Last night my thoughts ran this wise: 'How strange it is that I am always in a sort of joyful intoxication, though without sufficient cause. Here I am lying in a dark cell upon a mattress hard as stone; the building has its usual churchyard quiet, so that one might as well be already entombed; through the window there falls across the bed a glint of light from the lamp which burns all night in front of the prison. At intervals I can faintly hear in the distance the noise of a passing train or close at hand the dry cough of the prison guard as in his heavy boots he takes a few slow strides to stretch his limbs. The grind of the gravel beneath his feet has so hopeless a sound that all the weariness and futility of existence seems to be radiated thereby into the damp and gloomy night. I lie here alone and in silence, enveloped in the manifold black wrappings of darkness, tedium, unfreedom, and winter-- and yet my heart beats with an immeasurable and incomprehensible inner joy, just as if I were moving in the brilliant sunshine across a flowery mead. Do not think that I am offering you imaginary joys, or that I am preaching asceticism. I want you to taste all the real pleasures of the senses. My one desire is to give you in addition my inexhaustible sense of inward bliss. Could I do so, I should be at ease about you, knowing that in your passage through life you were clad in a star-bespangled cloak which would protect you from everything petty, trivial, or harassing...

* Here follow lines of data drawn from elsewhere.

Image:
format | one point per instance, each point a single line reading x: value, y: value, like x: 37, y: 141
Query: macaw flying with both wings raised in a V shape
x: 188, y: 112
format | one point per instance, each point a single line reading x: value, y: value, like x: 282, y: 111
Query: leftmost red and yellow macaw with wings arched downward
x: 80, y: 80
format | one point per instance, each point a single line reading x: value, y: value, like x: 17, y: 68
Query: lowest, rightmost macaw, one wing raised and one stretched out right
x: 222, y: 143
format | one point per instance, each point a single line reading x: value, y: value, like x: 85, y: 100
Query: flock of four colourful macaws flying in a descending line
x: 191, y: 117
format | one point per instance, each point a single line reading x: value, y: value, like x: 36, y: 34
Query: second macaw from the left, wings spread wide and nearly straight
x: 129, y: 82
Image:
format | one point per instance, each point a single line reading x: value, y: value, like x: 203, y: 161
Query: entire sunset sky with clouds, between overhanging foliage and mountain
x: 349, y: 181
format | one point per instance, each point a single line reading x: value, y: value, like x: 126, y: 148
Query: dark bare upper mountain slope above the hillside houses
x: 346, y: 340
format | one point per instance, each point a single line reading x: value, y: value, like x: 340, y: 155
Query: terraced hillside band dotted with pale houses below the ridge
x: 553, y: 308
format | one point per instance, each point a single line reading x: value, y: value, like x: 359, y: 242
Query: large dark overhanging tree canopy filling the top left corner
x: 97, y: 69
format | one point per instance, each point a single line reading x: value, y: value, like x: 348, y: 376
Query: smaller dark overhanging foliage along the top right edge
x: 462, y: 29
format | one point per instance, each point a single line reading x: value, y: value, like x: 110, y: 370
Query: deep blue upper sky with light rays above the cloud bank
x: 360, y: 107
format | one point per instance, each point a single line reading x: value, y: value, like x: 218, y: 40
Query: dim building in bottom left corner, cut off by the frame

Sonichka dear, I had such a pang recently. In the courtyard where I walk, army lorries often arrive, laden with haversacks or old tunics and shirts from the front; sometimes they are stained with blood. They are sent to the women's cells to be mended, and then go back for use in the army. The other day one of these lorries was drawn by a team of buffaloes instead of horses. I had never seen the creatures close at hand before... The buffaloes are war trophies from Rumania... They had been unmercifully flogged... Unsparingly exploited, yoked to heavy loads, they are soon worked to death. The other day a lorry came laden with sacks, so overladen indeed that the buffaloes were unable to drag it across the threshhold of the gate. The soldier-driver, a brute of a fellow, belabored the poor beasts so savagely with the butt end of his whip that the wardress at the gate, indignant at the sight, asked him if he had no compassion for animals. 'No more than anyone has compassion for us men,' he answered with an evil smile, and redoubled his blows... You know their hide is proverbial for its thickness and toughness, but it had been torn. While the lorry was being unloaded, the beasts, which were utterly exhausted, stood perfectly still. The one that was bleeding had an expression on its black face and in its soft black eyes like that of a weeping child... Far distant, lost forever, were the green, lush meadows of Rumania. How different there the light of the sun, the breath of wind; how different there the song of the birds and the melodious call of the herdsman. Instead, the hideous being at one with you in my pain, my weakness, and my street, the fetid stable, the rank hay mingled with moldy straw, the strange and terrible men-- blow upon blow, and blood running from gaping wounds. Poor wretch, I am as powerless, as dumb, as yourself; I am longing.
Meanwhile the women prisoners were jostling one another as they busily unloaded the dray and carried the heavy sacks into the building. The driver, hands in pockets, was striding up and down the courtyard, smiling to himself as he whistled a popular air. I had a vision of all the splendor of war!...
Write soon, darling Sonichka.
(A postscript): Never mind, my Sonyusha; you must be calm and happy all the same. Such is life, and we have to take it as it is, valiantly, heads erect, smiling ever-- despite all.